You are viewing a plain text version of this content. The canonical link for it is here.
Posted to user@pig.apache.org by James Newhaven <ja...@gmail.com> on 2013/01/22 13:46:07 UTC

Subtracting contents of two bags

Hi,

I have two relations - A and B.  Both just contain user ids.

I want to get a list of users who are in A but not in B.

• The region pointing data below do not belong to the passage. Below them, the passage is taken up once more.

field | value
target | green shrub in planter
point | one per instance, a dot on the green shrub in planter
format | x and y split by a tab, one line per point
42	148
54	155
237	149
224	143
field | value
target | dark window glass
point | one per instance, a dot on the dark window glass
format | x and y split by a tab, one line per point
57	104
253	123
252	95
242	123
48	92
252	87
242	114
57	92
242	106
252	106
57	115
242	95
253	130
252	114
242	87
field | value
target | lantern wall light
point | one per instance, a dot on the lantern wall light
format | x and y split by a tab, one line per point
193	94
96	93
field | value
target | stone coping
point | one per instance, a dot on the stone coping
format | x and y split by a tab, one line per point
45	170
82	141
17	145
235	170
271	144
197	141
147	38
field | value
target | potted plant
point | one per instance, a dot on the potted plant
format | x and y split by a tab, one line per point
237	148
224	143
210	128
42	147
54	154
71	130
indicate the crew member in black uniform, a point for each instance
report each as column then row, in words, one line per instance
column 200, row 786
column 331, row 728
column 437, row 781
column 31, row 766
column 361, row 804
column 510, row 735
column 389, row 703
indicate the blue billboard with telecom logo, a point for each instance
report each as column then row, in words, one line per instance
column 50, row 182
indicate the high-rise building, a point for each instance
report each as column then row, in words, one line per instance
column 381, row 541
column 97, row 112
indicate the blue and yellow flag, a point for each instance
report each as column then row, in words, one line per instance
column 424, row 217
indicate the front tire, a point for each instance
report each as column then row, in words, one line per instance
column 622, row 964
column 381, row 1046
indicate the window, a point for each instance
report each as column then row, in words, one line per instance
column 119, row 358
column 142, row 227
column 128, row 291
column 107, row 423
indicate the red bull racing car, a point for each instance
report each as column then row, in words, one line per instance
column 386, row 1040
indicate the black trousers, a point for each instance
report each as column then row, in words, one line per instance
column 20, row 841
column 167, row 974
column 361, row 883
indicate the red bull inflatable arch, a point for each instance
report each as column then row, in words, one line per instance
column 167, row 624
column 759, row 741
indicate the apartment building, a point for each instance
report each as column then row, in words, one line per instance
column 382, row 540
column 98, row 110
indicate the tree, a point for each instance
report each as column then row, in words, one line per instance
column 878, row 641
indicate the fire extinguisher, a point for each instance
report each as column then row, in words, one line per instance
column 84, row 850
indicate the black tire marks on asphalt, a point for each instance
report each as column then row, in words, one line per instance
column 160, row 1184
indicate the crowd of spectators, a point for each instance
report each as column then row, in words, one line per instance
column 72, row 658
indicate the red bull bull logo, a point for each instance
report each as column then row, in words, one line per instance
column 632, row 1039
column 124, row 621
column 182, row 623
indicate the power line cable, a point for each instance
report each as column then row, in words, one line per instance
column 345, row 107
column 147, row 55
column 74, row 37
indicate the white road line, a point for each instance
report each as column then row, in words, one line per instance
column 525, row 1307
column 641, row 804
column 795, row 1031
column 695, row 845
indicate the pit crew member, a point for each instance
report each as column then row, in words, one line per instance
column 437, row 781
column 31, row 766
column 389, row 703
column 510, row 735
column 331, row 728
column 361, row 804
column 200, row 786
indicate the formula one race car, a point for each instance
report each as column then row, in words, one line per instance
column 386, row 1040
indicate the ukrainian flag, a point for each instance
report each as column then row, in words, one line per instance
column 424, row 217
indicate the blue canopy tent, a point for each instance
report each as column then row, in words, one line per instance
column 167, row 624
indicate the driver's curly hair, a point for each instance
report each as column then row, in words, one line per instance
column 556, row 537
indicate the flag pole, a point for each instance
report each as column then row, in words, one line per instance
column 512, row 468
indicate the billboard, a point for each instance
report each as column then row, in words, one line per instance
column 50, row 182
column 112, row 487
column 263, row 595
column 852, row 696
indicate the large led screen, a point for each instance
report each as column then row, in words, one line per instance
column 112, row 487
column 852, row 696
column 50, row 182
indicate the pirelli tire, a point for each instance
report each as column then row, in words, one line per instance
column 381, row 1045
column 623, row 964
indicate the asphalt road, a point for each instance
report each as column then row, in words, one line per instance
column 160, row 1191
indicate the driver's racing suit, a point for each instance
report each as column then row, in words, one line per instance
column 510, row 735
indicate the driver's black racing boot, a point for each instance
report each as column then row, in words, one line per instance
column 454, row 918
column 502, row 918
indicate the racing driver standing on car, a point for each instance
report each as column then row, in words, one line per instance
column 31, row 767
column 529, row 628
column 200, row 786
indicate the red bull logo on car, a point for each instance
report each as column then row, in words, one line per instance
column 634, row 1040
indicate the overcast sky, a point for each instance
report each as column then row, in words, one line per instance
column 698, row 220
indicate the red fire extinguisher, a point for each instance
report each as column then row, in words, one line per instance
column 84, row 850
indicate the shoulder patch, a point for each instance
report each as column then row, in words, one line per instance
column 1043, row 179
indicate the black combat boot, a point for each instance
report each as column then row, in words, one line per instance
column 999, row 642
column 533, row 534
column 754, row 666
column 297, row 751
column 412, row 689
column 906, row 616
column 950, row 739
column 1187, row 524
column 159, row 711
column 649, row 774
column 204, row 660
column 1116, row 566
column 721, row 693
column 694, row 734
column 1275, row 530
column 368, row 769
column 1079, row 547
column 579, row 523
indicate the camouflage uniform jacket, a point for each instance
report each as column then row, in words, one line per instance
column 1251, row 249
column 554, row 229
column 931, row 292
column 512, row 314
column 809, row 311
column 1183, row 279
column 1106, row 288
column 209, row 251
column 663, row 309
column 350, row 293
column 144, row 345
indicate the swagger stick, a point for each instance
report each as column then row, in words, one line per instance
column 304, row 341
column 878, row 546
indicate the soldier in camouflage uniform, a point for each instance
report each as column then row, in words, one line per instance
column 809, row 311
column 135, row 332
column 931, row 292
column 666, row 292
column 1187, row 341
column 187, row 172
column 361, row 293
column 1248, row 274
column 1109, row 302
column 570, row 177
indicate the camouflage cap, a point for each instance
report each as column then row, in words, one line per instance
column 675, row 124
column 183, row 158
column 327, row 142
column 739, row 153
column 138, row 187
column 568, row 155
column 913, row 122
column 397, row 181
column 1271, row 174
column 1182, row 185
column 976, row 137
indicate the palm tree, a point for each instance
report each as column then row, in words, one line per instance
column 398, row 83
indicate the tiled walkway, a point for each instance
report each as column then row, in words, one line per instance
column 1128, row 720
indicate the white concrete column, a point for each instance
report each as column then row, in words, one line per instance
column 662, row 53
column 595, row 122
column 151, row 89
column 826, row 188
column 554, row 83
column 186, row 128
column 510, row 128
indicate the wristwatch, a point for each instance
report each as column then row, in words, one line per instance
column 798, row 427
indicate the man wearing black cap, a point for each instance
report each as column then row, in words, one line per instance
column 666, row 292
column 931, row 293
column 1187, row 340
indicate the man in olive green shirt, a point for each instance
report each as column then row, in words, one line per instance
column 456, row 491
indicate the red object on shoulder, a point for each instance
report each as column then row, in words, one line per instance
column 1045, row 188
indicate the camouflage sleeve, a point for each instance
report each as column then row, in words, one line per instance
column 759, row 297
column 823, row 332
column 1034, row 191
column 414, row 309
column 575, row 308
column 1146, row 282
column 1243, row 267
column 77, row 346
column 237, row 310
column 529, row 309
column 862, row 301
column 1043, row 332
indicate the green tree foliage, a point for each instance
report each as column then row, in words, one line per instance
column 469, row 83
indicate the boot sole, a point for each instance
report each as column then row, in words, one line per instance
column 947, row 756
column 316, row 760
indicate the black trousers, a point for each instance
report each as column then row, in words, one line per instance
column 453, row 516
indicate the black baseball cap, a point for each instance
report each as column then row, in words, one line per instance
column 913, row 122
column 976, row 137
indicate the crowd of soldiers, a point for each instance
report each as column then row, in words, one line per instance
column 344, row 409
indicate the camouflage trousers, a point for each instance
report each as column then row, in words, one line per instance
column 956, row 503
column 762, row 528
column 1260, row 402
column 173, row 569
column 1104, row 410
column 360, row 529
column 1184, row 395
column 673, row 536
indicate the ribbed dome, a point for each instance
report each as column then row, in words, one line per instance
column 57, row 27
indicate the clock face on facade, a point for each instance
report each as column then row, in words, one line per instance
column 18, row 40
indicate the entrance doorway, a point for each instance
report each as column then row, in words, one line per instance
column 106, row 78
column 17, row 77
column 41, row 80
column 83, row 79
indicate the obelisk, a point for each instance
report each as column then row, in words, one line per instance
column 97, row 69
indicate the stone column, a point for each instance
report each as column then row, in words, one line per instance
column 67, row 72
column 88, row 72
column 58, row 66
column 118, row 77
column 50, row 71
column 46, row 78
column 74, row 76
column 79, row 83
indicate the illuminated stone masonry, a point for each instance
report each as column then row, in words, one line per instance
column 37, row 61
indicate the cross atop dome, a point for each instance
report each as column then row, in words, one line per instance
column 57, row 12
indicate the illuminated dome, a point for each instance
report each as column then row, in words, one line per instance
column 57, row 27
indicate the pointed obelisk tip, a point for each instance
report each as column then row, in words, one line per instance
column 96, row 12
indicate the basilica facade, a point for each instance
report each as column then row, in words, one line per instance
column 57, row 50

I am running Pig 0.9.1 and think this might be possible with the DIFF
function. I can see that DIFF requires one relation that contains the two
bags.

How can I create a relation that contains two bags so it can be supplied to
the DIFF function?

Any suggestions would be appreciated.

Thanks,
James

Re: Subtracting contents of two bags

Posted by Timothy Potter <th...@gmail.com>.
Bill's suggestion is good, but here is another approach that I think is
cleaner to read:

find_not_in_b = cogroup A by key OUTER, B by key;
not_in_b = foreach (filter find_not_in_b by IsEmpty(B)) generate flatten(A);


On Tue, Jan 22, 2013 at 8:53 AM, Bill Graham <bi...@gmail.com> wrote:

> You can do an left outer join of A and B and then filter by B is null.
>
> http://pig.apache.org/docs/r0.10.0/basic.html#join-outer
>
> On Tue, Jan 22, 2013 at 4:46 AM, James Newhaven <james.newhaven@gmail.com
> >wrote:
>
> > Hi,
> >
> > I have two relations - A and B.  Both just contain user ids.
> >
> > I want to get a list of users who are in A but not in B.
> >
> > I am running Pig 0.9.1 and think this might be possible with the DIFF
> > function. I can see that DIFF requires one relation that contains the two
> > bags.
> >
> > How can I create a relation that contains two bags so it can be supplied
> to
> > the DIFF function?
> >
> > Any suggestions would be appreciated.
> >
> > Thanks,
> > James
> >
>
>
>
> --
> *Note that I'm no longer using my Yahoo! email address. Please email me at
> billgraham@gmail.com going forward.*
>

Re: Subtracting contents of two bags

Posted by Bill Graham <bi...@gmail.com>.
You can do an left outer join of A and B and then filter by B is null.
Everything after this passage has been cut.